In a landmark move, Norway will become the 14th European country to phase out fur farming. The country's newly formed coalition government announced a manifesto pledge to ban all fur farming nationwide by 2025.
Once the world's largest producer of fox fur — the market is now dominated by China — Norway sees nearly one million foxes and mink intensively bred and killed for their fur coats each year, Reuters reports. According to the Norwegian Fur Breeders Association, the country currently has around 200 fur farms; for animals, fur farms mean a life in cramped, barren cages with painful deaths by gassing or electrocution. Thus, this promise is not just one being praised by animal rights groups — it will also inevitably send ripples through the fashion industry, considering the international fur trade is a market estimated to be worth over $40 billion and to employ over one million people.
Back in March of 2016, Giorgio Armani pledged to go fur-free, but the conversation was sparked once again in October of last year with Gucci's announcement that, beginning with its spring 2018 collection, it would no longer use mink, fox, rabbit, Karakul lamb, and raccoon dog as part of its new 10-year “Culture of Purpose” sustainability plan. “Being socially responsible is one of Gucci’s core values, and we will continue to strive to do better for the environment and animals," Gucci president and CEO Marco Bizzarri said in London during the 2017 Kering Talk at the London College of Fashion. "Gucci is excited to take this next step and hopes it will help inspire innovation and raise awareness, changing the luxury fashion industry for the better.”

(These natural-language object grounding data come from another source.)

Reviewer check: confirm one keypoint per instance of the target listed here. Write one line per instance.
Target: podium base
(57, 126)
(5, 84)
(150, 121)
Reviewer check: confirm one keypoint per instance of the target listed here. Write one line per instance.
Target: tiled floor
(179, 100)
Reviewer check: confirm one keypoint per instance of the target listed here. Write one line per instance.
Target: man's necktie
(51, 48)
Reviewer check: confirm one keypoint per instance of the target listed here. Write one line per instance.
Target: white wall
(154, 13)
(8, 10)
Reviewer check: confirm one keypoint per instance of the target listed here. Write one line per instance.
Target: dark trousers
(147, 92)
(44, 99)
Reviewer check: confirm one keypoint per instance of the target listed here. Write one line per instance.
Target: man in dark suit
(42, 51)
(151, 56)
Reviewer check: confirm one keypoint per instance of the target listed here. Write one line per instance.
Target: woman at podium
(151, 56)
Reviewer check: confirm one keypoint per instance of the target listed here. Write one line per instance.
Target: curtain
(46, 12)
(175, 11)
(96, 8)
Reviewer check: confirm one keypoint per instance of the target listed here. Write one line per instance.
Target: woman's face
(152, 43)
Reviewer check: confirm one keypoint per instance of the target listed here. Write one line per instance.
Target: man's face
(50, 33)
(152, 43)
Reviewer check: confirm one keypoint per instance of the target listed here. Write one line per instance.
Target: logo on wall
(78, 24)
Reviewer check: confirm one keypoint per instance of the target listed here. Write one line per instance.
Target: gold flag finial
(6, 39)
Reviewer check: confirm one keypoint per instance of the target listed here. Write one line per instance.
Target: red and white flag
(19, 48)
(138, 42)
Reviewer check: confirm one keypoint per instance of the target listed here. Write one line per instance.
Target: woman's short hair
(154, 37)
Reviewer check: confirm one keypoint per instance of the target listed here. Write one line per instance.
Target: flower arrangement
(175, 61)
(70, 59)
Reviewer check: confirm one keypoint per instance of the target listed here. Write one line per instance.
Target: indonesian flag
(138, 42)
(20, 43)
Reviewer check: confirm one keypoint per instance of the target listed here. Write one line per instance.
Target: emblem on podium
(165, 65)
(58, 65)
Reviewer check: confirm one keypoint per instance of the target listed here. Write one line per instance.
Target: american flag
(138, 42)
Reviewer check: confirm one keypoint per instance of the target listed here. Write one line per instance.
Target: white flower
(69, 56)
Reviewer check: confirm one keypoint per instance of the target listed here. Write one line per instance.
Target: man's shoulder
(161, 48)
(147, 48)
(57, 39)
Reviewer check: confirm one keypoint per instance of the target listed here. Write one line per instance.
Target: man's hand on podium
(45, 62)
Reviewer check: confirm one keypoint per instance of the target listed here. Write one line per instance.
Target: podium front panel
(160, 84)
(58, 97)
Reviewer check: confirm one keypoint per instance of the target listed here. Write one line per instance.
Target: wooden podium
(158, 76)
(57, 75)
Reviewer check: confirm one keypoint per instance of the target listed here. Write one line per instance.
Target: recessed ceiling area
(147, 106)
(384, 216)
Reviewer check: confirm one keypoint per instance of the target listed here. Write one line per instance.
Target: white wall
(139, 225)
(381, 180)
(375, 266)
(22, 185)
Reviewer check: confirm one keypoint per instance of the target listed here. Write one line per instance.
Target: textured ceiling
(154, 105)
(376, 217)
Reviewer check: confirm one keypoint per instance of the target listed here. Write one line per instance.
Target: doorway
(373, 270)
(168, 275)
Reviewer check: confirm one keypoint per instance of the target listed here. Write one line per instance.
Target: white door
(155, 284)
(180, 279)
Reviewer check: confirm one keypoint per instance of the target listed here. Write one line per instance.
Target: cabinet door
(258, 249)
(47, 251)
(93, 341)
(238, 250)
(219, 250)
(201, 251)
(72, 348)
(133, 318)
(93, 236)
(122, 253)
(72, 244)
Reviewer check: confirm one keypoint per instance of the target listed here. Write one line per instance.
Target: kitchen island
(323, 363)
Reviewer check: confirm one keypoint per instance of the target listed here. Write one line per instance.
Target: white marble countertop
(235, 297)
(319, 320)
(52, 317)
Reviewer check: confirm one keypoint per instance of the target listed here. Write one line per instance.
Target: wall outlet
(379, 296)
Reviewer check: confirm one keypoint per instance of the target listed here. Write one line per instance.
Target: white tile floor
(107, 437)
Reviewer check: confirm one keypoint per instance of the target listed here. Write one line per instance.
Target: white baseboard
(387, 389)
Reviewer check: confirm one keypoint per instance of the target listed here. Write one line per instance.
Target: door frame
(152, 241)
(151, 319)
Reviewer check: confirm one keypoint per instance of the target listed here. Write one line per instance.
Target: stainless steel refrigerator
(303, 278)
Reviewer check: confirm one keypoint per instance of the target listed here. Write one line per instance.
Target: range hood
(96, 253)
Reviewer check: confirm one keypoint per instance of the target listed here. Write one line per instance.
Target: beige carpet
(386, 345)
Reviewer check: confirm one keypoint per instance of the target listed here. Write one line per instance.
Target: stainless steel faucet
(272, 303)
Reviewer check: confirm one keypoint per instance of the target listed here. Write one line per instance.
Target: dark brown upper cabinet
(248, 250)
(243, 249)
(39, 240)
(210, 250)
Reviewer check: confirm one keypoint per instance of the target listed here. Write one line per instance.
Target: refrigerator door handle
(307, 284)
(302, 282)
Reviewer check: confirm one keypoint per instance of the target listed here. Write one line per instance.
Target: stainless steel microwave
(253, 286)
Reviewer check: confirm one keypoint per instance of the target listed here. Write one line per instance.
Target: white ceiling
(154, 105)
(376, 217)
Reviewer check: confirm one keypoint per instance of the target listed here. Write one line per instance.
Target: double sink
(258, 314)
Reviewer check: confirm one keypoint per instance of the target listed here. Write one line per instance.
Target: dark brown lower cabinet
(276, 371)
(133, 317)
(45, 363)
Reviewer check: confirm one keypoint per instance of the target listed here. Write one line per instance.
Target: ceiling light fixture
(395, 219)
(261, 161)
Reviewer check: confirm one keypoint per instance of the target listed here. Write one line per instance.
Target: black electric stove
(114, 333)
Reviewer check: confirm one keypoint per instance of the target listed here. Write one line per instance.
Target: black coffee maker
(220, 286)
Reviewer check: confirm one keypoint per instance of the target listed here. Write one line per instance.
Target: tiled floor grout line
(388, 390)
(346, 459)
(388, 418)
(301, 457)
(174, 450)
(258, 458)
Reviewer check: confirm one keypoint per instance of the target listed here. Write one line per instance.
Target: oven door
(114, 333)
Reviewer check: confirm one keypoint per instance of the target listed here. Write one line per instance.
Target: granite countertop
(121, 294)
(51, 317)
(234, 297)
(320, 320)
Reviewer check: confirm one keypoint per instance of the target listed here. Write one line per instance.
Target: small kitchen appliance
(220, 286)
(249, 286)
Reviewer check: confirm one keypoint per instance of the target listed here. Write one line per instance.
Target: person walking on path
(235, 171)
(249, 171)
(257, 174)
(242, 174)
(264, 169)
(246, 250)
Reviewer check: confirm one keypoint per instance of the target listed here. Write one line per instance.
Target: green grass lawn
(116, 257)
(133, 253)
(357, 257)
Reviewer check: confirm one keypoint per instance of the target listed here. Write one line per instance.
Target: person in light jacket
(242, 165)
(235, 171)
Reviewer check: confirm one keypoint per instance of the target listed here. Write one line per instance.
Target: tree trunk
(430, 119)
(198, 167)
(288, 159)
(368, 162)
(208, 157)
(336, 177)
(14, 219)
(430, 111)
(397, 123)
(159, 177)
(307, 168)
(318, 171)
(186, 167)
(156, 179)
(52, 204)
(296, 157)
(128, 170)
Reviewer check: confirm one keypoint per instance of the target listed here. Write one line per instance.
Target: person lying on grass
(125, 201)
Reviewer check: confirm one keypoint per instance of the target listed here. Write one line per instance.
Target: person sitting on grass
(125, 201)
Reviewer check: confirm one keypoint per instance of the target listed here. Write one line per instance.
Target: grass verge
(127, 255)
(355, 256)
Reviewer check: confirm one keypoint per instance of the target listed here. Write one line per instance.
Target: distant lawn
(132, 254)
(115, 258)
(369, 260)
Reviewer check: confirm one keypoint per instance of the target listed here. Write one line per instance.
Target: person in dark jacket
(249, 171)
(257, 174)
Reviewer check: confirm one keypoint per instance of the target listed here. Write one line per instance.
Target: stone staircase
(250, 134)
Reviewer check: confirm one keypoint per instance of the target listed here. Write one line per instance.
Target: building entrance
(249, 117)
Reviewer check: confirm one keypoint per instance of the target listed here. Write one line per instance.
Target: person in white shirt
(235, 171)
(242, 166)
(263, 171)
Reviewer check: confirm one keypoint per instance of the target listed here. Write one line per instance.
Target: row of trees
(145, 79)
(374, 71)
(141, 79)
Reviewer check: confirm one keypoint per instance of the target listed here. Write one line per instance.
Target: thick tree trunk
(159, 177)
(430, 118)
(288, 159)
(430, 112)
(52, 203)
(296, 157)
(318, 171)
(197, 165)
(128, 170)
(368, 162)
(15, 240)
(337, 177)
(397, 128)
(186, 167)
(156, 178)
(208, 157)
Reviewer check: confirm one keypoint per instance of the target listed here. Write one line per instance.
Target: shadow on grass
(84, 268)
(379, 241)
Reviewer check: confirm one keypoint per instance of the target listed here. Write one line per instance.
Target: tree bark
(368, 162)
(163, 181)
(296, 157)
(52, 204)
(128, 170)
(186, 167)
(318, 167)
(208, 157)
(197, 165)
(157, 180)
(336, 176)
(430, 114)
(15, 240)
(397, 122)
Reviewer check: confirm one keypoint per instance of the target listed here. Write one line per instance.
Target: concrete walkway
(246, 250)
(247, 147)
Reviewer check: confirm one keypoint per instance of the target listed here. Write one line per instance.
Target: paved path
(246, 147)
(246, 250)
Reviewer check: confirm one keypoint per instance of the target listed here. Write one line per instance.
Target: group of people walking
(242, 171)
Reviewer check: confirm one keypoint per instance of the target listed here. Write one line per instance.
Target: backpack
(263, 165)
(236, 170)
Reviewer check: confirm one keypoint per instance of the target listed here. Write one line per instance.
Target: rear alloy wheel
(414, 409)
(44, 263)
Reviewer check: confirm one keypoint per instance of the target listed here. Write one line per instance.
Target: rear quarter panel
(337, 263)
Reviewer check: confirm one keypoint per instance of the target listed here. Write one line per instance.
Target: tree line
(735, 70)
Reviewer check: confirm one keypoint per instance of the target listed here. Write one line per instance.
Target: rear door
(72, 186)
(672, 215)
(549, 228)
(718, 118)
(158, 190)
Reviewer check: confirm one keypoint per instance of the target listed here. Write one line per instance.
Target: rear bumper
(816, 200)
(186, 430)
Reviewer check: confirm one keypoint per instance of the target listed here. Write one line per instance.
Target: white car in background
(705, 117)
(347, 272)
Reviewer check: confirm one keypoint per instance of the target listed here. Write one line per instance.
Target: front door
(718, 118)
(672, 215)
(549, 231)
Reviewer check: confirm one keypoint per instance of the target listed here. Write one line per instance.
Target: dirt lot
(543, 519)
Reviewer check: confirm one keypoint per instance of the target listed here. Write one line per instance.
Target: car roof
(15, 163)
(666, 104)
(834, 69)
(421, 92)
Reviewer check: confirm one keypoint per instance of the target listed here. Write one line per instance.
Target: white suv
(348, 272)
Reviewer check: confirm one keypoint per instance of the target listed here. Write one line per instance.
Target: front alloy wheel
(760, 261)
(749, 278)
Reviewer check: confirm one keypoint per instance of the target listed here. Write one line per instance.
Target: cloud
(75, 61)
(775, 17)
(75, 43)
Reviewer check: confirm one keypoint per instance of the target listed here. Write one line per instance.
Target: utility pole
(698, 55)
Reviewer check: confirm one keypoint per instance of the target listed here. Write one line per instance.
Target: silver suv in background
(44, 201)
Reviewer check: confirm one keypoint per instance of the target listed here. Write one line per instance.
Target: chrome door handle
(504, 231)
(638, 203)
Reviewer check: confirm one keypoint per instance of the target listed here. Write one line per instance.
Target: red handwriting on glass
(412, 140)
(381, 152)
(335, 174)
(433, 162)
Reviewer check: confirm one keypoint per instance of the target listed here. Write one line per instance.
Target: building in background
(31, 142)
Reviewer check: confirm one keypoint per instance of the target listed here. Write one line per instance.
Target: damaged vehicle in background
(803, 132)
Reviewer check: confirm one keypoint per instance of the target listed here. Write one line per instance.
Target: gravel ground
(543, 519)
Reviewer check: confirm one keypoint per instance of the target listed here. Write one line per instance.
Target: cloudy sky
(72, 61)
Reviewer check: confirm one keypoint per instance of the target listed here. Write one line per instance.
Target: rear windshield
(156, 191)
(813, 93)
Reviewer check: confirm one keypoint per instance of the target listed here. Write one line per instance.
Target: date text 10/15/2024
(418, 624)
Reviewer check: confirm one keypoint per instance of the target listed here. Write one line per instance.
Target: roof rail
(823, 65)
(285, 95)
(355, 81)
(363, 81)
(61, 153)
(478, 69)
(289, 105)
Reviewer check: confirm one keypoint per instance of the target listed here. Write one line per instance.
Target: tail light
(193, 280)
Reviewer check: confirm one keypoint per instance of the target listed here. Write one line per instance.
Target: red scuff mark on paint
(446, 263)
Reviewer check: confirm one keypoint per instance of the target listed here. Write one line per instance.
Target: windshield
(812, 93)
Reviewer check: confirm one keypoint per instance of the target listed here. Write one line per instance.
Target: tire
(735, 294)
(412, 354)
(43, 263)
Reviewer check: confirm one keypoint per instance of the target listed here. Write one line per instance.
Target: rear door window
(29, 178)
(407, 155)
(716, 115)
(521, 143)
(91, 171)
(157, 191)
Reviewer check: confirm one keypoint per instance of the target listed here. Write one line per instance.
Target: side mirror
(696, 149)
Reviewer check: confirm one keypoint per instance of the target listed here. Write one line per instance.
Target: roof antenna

The statement clearly made waves, causing other design houses to reevaluate their own relationship with fur. Just weeks later, Michael Kors and its recently acquired brand Jimmy Choo also pledged to phase out fur by the end of 2018. “Due to technological advances in fabrications, we now have the ability to create a luxe aesthetic using non-animal fur," Kors said. "We will showcase these new techniques in our upcoming runway show in February.”
In a statement, Ruud Tombrock, executive director of Humane Society International, said: "Consumers are turning their backs on the bloody fur trade, and it is only right that Norway’s politicians enable Norway to join the fast-growing list of compassionate nations refusing to allow cruel fur farming within their borders.” Though the ban is currently awaiting a parliamentary vote, the majority of the country's political parties are expected to support it.
When smaller and independent brands make the use of faux fur so appealing (see: Shrimps), and influential global houses like Stella McCartney, Gucci, and Michael Kors lead the way to an industry free of fur, we can only hope 2018 signals the tipping point for brands to take more accountability — and to invest in more sustainable and cruelty-free alternatives. Because there's absolutely no need for style to cost innocent lives.